Background: I have a 12/3 wire coming up from the circuit panel in the basement to the attic that was wired when the house was built (~1971). The two live wires are connected to separate 20 amp circuit breakers in the panel box. Each of the live wires are connected to separate load (1 is connected to an attic fan and 1 is connected to an AC air handler) - I think the attic fan draws about 6-7 amps and the air handler draws about 14 amps, and both are connected to the white wire in the 12/3 BX.Q: Is this ok? Specifically, if the sum of electricity from the 2 load wires is greater than 20 amps, is it ok for the white wire going back to the circuit panel, e.g. will that get dangerously hot/is it against code? (This is in NY State)

Answer:

The AC air handler is supposed to be on a dedicated circuit. Same thing with the compressor. It sounds as if someone wired in this fan afterwards not knowing what they were doing. I would disconnect the fan from the AC circuit, and bring up another 14/2 15 amp line for the fan.
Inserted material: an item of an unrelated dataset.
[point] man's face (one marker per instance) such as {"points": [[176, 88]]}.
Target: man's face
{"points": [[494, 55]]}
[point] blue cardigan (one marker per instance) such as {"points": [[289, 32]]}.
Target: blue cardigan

The nuetral -white-is not a load carrier.It's presence is to keep the 60 hz cycle present. The black and red supliers are mere conductors to the load, wich consumes all of the amperage. Yes- the neutral will take on a load level, if the prescribed load directly shorts. The extra bare ground connections are designed to sweep this dangerious excess ,away quickly. If you study your breaker-box, you will see that the grounds and the neutrals are connected at the exact same place. The both terminate to the ground,pipe,s connections. As does the 3'rd , bare wire connection, into your weatherhead mast.
if okorder
If what you say is true, then things are wired wrong. It sounds like some one took a 220V circuit which would consist of three wires (one to neutral, one to one leg of the 220 and the other to the other leg). Using a tiny bit of knowledge, they made two 110 volt circuits that share a neutral. The neutral is carrying BOTH loads and is not really protected from over-current. c says, oddly enough, on AC loads that share a neutral the amperage cancels each other out, so if there is 10A on one hot leg and 14A on the other and they share the neutral than the neutral will be carrying 4A, not 24A. Not if both breakers are on the same leg. In this case the amperage would be additive. In other words, if each appliance was drawing 16 amps, neither breaker would trip, but there would be 32 amps carried by the 12 ga. neutral which would cause it to overheat and possibly start a fire. Catastrophic problems usually require several links in a chain to occur. Wiring you described could conceivably over-load the circuit or catch an electrician off-guard and harm him. I'm inclined to get stuff like that corrected. In all likelyhood, they ARE on opposite sides since it was probably a converted 220 v circuit. You'll have to visually trace the wiring and buss bars in the breaker box to determine this. Once you've found a bit of 'creativiy' with respect to the wiring though, you can't assume too much about the rest.